Depuis 2007, Erasmus s’occupe aussi de stages dans des entreprises à l’étranger, stages de plus en plus appréciés. À ce jour, près de 150 000 étudiants ont reçu une aide à cet effet. Pour l’année 2009-2010, 35 000 étudiants (soit un sur six) ont opté pour un stage, ce qui représentait une augmentation de 17 % par rapport à l'année précédente En latin, « mundus » signifie « monde » ; ainsi, le nom « Erasmus Mundus » correspond à la version internationale du programme Erasmus, ce dernier étant limité à l'Union européenne. ».

 

Je ne sais pas qui a choisi de tels termes mais je pense qu’il aurait été sage que l’UE, toujours si friande de consultations et d’expertises, consultât un latiniste, en cette affaire. Dans une expression latine comme « Erasmus mundus », compte tenu du fait qu’Erasmus est un nom d’homme et que les deux termes sont au nominatif, « mundus » ne peut guère être analysé que comme un adjectif. Le sens recherché ne pouvait être donné que par « Erasmus mundi ». Dans l’énoncé « Erasmus mundus », « mundus » adjectif épithète (ou attribut si l’on veut sous entendre la copule ce qui ne change en rien le sens) amène inévitablement, par le sens de cet adjectif latin (« propre sur soi, élégant, raffiné… », à faire d’Erasme, qu’on voulait rendre « international », une sorte de « bogosse » quelque peu efféminé, voire plus… ! Voilà qui démontre la nécessité de la connaissance d’un minimum de latin, ne serait-ce que pour connaître l’existence du bon vieux Gaffiot! Sa simple consultation aurait au moins incité à la prudence car « monde » est même le dernier sens du substantif  

Deux autres programmes sont allés, eux,  chercher leur dénomination du côté de la Grèce ; il s'agit des programmes Socrates et Eurydice que j’ai déjà cités.

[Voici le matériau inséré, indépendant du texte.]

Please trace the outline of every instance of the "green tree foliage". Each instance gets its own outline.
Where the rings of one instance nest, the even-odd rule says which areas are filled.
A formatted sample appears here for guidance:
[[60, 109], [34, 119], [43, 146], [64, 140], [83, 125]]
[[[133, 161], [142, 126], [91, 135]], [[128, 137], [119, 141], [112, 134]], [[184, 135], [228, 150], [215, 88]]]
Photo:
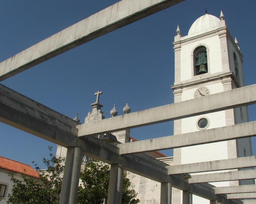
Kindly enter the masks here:
[[[47, 167], [41, 171], [34, 164], [37, 170], [40, 171], [39, 179], [23, 175], [18, 179], [10, 175], [14, 185], [13, 195], [8, 195], [7, 203], [9, 204], [57, 204], [59, 203], [65, 159], [56, 157], [52, 154], [52, 147], [49, 147], [50, 158], [44, 158]], [[110, 167], [98, 160], [93, 159], [87, 163], [81, 173], [82, 185], [78, 188], [78, 204], [101, 204], [107, 198]], [[131, 182], [124, 175], [122, 203], [136, 204], [140, 200], [136, 199], [137, 194], [134, 190], [129, 189]]]
[[[82, 184], [78, 188], [77, 204], [102, 204], [108, 197], [109, 165], [93, 159], [86, 164], [81, 172], [80, 179]], [[125, 174], [123, 185], [122, 204], [136, 204], [140, 202], [135, 198], [137, 193], [129, 189], [131, 182]]]
[[13, 195], [8, 195], [7, 203], [11, 204], [57, 204], [58, 203], [61, 188], [65, 159], [57, 158], [52, 154], [52, 147], [48, 147], [50, 159], [44, 158], [43, 161], [47, 167], [42, 171], [36, 164], [37, 171], [41, 172], [39, 179], [23, 174], [21, 180], [10, 175], [14, 185]]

Là encore je trouve que nos érudits bruxellois n'ont pas eu la main très heureuse mais sur un autre plan, puisque l'une et l'autre ont connu des fins tragiques, dans la mythologie comme dans l’histoire ; le premier par la ciguë et la seconde par un serpent. Tout cela est certes écologique mais n'est pas de très bon augure quand il s’agit du baptême d’un programme d’action !

 

Je ne sais pas si ces dénominations ont eu une influence fâcheuse sur le sort ultérieur de ces programmes mais il faut bien dire qu’ils n’ont pas connu les succès qu'on pouvait espérer, comme bien d’autres entreprises européennes d’ailleurs. J’espère que ce n’est pas entièrement la faute de ces figures de histoire et surtout de la légende dorée des dieux et des héros qui a bercé mon enfance.